Trump has invoked the “American dream” and “America First” repeatedly in his addresses, often citing both in the same speech. From the floor of a tool factory in Kenosha, Wisconsin, to the stage of the World Economic Forum in Davos, Switzerland, Trump has deployed these phrases and, more important, linked them together for his audiences. Pushing the country inward, he has suggested, would pull its citizens upward.
In Behold, America: The Entangled History of “America First” and “the American Dream,” Sarah Churchwell traces the origins and evolution of both of these expressions. “There is great power in loaded phrases, as anyone willing to pull the trigger knows,” she observes in her introduction. For Trump and his allies, these two phrases combine in a simple and simplistic formula for success: The American dream is dead, but Trump will make America great again by putting America first. This mantra not only echoes the patriotic chorus of an arena chanting “USA! USA! USA!,” but it also carries the same underlying appeal. Audiences seem to understand these phrases instinctively and reward their use with an almost reflexive response. Yet as Churchwell makes clear, neither expression is as straightforward as it seems, and both come with a long and complex past:
The evolution of these two sayings—both their myths and their truths—has shaped reality in ways not fully understood. We cannot understand the subtexts of our own slogans if we do not understand their contexts; we risk misreading our own moment if we don’t know the historical meanings of expressions we resuscitate, or perpetuate.
Behold, America is the author’s effort to offer this context and to map out both phrases’ multifarious meanings. Moving back in time from the early 21st century to the early 20th, Churchwell shows that these expressions were originally used in ways that are significantly different from our current understanding of them.

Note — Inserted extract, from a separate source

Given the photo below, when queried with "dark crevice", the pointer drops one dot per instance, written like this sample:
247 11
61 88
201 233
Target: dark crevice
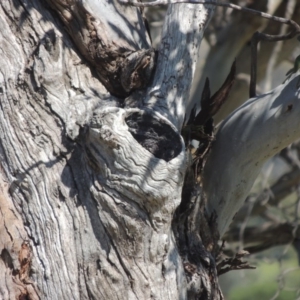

Churchwell has cast a wide net in her research, drawing into account not only politicians and pundits, but also journalists, novelists, ministers, and ordinary Americans. The result, appropriately enough, is a bit messy. Readers hoping for a tidy etymology will doubtless find themselves frustrated at times. But that messiness illustrates the ways in which these phrases have always been, as the historian Daniel Rodgers memorably put it, “contested truths.” They stand at the heart of the American experience, and as a result, the struggle over their meaning has, in many ways, represented a struggle over the meaning of the United States itself.